For a while now, I've been pondering how I was going to make the plugs for my control surface molds. Most of the surface is easy - I can either cut away the control surface of the wing or horizontal tail plug and use that, or I can use the molds I made from those plugs and make new plugs from the trailing edge portions of the molds. That's not the problem.
The problem is, how do I get nice, clean, smooth, radii to minimize the hinging gap between the control surface and the wing or horizontal stabilizer to which it is attached?
I've played around with a few schemes, and discovered that there are many ways of doing it. Unfortunately, most of them involve mass quantities of sandpaper, elbow grease, and good workmanship, all of which I hold in relatively limited supply.
The one way I have resolved to address this issue is with a router as shown in the following figure. Basically, I make a rough plug for the control surface and arrange it below the router bit so that the bit just touches the flattest part of the surface. Then I simply deflect the control surface around its hinge axis so that the router cuts away the proud portion of the overhang. Ta-da! Instant radius - for the width of the router bit, at least. All I need to do then is reset everything to translate the router by the bit diameter (less a little bit for some overlap) and then repeat.
As you can figure, that'd be fine for a couple of inches, but in the parlance of computer networking "isn't a very scaleable solution." And since I've got about 55 feet of this seal radius to form, there's great value in something that does scale well.
Enter the machine shown in cross-section below.
The carriage, shown in purple, rides on eight ball-bearings along two five-foot rails shown in green. Mounted on the carriage is a router, shown in red. Below the router, the control surface (blue) is mounted in an adjustable fixture such that the depth of cut is the same along the span of the surface, regardless of the taper of the surface. (Yes, this solution only works for linear tapers.)
The router will be translated down the rails using some sort of screw drive--probably just a 5-foot chunk of threaded rod that engages a nut welded to the carriage and turned by a crank at the end of the machine.
I figure that once I get the machine set up, I switch on the router and deflect the control surface through its travel to cut a 3/8" swath of radius.
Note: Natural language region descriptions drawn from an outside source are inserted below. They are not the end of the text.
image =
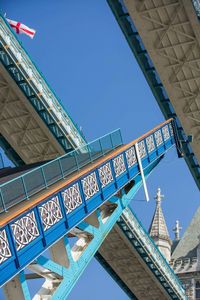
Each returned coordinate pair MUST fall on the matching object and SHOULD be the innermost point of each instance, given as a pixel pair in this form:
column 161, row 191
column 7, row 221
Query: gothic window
column 197, row 290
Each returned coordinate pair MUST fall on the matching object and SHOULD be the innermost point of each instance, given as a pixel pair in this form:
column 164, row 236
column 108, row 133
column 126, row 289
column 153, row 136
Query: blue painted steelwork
column 33, row 85
column 135, row 42
column 10, row 152
column 42, row 177
column 31, row 233
column 134, row 231
column 114, row 275
column 71, row 275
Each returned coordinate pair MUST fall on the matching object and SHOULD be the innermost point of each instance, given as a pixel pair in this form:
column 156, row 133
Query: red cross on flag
column 21, row 28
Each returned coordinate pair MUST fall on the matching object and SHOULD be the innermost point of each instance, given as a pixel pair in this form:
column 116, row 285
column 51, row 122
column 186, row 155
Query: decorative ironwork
column 25, row 230
column 72, row 198
column 105, row 174
column 119, row 165
column 50, row 213
column 5, row 252
column 150, row 143
column 142, row 150
column 90, row 185
column 131, row 157
column 165, row 131
column 158, row 137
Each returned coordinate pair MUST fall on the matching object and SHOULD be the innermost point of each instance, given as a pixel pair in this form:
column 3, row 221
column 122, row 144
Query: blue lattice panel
column 32, row 232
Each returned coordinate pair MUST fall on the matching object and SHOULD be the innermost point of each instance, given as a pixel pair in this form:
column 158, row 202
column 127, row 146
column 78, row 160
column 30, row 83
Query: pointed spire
column 158, row 228
column 176, row 230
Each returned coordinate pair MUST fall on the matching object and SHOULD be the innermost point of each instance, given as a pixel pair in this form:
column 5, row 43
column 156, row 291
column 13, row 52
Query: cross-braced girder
column 163, row 36
column 21, row 126
column 168, row 29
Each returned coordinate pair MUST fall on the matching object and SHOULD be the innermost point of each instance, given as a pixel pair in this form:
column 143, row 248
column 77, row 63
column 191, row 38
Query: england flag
column 21, row 28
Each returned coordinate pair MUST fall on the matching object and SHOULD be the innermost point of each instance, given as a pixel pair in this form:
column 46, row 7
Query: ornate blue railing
column 28, row 231
column 34, row 181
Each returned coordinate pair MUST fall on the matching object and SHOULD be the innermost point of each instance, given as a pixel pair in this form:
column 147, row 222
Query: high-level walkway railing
column 36, row 180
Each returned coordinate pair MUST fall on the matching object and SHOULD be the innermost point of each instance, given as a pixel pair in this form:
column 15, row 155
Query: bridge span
column 164, row 37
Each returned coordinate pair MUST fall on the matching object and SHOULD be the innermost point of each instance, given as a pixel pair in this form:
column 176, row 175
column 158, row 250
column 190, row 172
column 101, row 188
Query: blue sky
column 84, row 56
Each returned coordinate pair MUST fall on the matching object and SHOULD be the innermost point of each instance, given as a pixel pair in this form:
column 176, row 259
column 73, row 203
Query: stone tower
column 158, row 229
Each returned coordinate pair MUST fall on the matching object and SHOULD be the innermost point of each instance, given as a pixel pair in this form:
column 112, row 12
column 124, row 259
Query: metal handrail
column 38, row 179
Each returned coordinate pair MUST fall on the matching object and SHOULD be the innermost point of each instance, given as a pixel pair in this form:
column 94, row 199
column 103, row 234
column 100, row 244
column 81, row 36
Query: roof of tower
column 187, row 246
column 158, row 227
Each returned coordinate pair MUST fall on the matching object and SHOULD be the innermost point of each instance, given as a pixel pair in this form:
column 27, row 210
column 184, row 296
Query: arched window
column 197, row 290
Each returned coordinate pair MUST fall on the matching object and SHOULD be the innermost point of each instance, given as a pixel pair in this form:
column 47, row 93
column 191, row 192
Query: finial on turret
column 177, row 230
column 158, row 197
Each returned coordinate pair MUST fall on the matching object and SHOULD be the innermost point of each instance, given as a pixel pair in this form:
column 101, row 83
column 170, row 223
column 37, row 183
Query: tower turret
column 158, row 228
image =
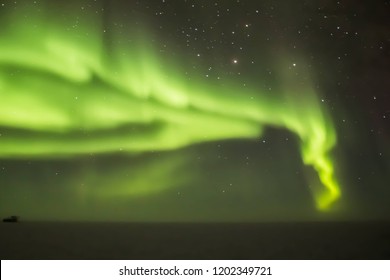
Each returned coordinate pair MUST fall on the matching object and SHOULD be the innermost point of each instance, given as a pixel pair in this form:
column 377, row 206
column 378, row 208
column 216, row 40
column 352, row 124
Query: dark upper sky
column 338, row 48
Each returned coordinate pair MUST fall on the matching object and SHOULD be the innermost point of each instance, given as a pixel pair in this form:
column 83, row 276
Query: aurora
column 68, row 91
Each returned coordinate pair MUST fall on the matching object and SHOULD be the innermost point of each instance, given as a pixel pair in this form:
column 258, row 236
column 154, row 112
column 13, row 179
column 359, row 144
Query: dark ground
column 317, row 240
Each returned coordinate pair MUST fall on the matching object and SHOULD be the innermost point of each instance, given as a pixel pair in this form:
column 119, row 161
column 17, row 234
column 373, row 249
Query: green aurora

Then I turn the translation crank 5 turns to move the router 5/16" down the rails and deflect the surface again. It'll take 128 translations for the elevator, and about 460 translations for each flaperon section. I know that sounds like a lot, but I've done machine shop operations like that before, and once you get things set up right it goes pretty fast. And I think it's going to beat the heck out of sanding and filling and trying and adjusting the radius by eye.
Anyhow, here are some photos of the radiator under construction. It took about a day to put together the rails and carriage, and the next step is to finish mounting the router and then build the hinge line support:
Welding the two rails together
Trial-fitting the first carriage top member.
Measuring the carriage top member for the rest of the carriage parts
Carriage right and left chassis parts welded, getting ready to join them with crossmembers.
Basic carriage finished, test-fitting the router.
Closeup of router and carriage.
Looking up from below the carriage.
Next weekend I'm off to Yosemite to do the Royal Arches route again, with special attention to getting up and down the route in a single day. The weekend after, it's off to the gliderport to for sailplane rides for the kids.